Yes, Murphy has technically appeared in every game of the season, but until recent weeks these were largely substitute appearances and often brief ones at that. Nineteen of Murphy’s appearances in Newcastle’s first 24 games were under half an hour, 10 of those 19 under 10 minutes. Since then he’s played at least 45 minutes in eight games out of nine. And in those nine games, Newcastle have picked up eight wins and almost certainly secured a Champions League spot that appeared to be slipping away in a run of one win in eight games where Murphy’s involvement amounted to no starts and barely 90 minutes all told.

 

Caglar Soyuncu (Leicester)
We humbly contend that if Leicester had spent more of this season picking Caglar Soyuncu and Daniel Iversen instead of mucking about having Danny Ward and Daniel Amartey in their starting line-up for the lols then they might not find themselves quite so deeply in the relegation excrement. As it is, they’re still right up to their necks in it.

Soyuncu has only been involved at all in six Premier League games this season. Two of those six were defeats to Manchester City which = as is true for literally any player and team in the division – can be pretty cheerfully filed under “fair enough”. No harm done.

The other four games? Two wins and two draws, with three of those games in the last fortnight. He even got himself on the scoresheet in that very silly 2-2 draw with Everton this week. Bear in mind that Leicester’s overall results this season are SHITBONE AWFUL and you do have to wonder whether a team that has spent much of its time cheerfully shipping three, four, five and even six goals a game might have given him a bit more of a go a bit earlier.

 

Joe Rothwell (Bournemouth)
Making the step up from the Championship with Blackburn to the Premier League with Bournemouth was always likely to be a tough ask for Rothwell even before a badly-timed injury setback in pre-season.

The midfielder managed just 35 minutes of Premier League football in 2022 but has spent 2023 slowly but surely establishing himself as a starter in the team while garnering the sort of praise from a manager where really you can hear the manager praising himself more than anyone else for being just so damn inspiring.

“I remember having a sit-down chat with him maybe six weeks ago and you’ve seen a real change in the way he goes about things,” Gary O’Neil told the Daily Echo last month.

“He’s got a lot more drive in his performance now. He’s much better than he was out of possession. So Joe has made huge improvements in the way he goes about things. Really pleased with where Joe Rothwell is at the moment.” Well done, Gary.

Can’t argue with the numbers, though. From the bittiest bit-parter, Rothwell has now played more than 45 minutes in nine of Bournemouth’s last 15 games. In those nine games Bournemouth have six wins, a draw and only two defeats (one of those the 3-2 heartbreaker at Arsenal in which Reiss Nelson’s 97th-minute winner came some 27 minutes after Rothwell’s withdrawal).
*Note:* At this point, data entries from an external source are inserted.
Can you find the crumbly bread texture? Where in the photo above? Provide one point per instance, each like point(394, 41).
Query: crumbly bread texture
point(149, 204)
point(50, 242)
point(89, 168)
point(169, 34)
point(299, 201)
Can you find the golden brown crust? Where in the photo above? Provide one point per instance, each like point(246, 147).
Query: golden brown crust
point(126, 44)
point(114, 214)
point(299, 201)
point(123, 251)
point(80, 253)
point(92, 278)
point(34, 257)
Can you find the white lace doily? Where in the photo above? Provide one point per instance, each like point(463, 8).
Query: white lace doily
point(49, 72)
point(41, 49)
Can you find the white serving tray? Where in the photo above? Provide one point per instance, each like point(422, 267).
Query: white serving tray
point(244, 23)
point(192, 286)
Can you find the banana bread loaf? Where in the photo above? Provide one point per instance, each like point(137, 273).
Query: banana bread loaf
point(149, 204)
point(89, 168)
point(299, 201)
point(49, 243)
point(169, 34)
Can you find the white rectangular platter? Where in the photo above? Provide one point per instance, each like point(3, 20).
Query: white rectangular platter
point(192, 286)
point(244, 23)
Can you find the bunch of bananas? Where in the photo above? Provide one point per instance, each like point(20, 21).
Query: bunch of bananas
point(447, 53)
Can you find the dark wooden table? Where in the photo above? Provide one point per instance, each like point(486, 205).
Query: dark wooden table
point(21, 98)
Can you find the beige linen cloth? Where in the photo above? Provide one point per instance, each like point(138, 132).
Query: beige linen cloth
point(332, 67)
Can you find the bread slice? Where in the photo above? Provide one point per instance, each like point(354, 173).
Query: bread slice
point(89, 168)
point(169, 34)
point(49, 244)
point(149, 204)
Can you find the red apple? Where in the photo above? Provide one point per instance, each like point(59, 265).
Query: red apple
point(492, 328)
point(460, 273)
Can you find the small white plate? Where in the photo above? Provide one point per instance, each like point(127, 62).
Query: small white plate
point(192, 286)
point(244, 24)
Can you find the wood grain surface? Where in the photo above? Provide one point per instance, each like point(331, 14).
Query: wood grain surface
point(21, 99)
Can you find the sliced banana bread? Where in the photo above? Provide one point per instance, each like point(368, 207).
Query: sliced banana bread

Of the other six, Bournemouth have lost four, drawn one and beaten only Wolves – and that thanks to a goal scored three minutes after our hero stepped off the bench.

 

Jason Steele (Brighton)
“Jason now is playing better than Robert (Sanchez). He is closer than Robert to my style.”

Those words a few weeks back from Roberto De Zerbi show that Steele may well be here to stay in the Brighton goal, hinting at something beyond such a nebulous concept as ‘form’.

Form was the starting point, though. Steele’s opportunity came when his own eye-catching displays in the FA Cup coincided with some patchy efforts from Sanchez. And Steele – who until a couple of months ago had a solitary Premier League appearance to show for his five years on the south coast – has taken that chance quite wonderfully.

He’s collected five clean sheets in nine games – only one fewer than Sanchez managed in the first 23 games of the season – and that’s still only half the story.

As De Zerbi’s point about “style” implies, Steele is also pretty handy with the ball at his feet (if that makes any kind of sense) and plays a decisive role in Brighton’s desire and ability to play out from the back. He’s a better fit and in better form.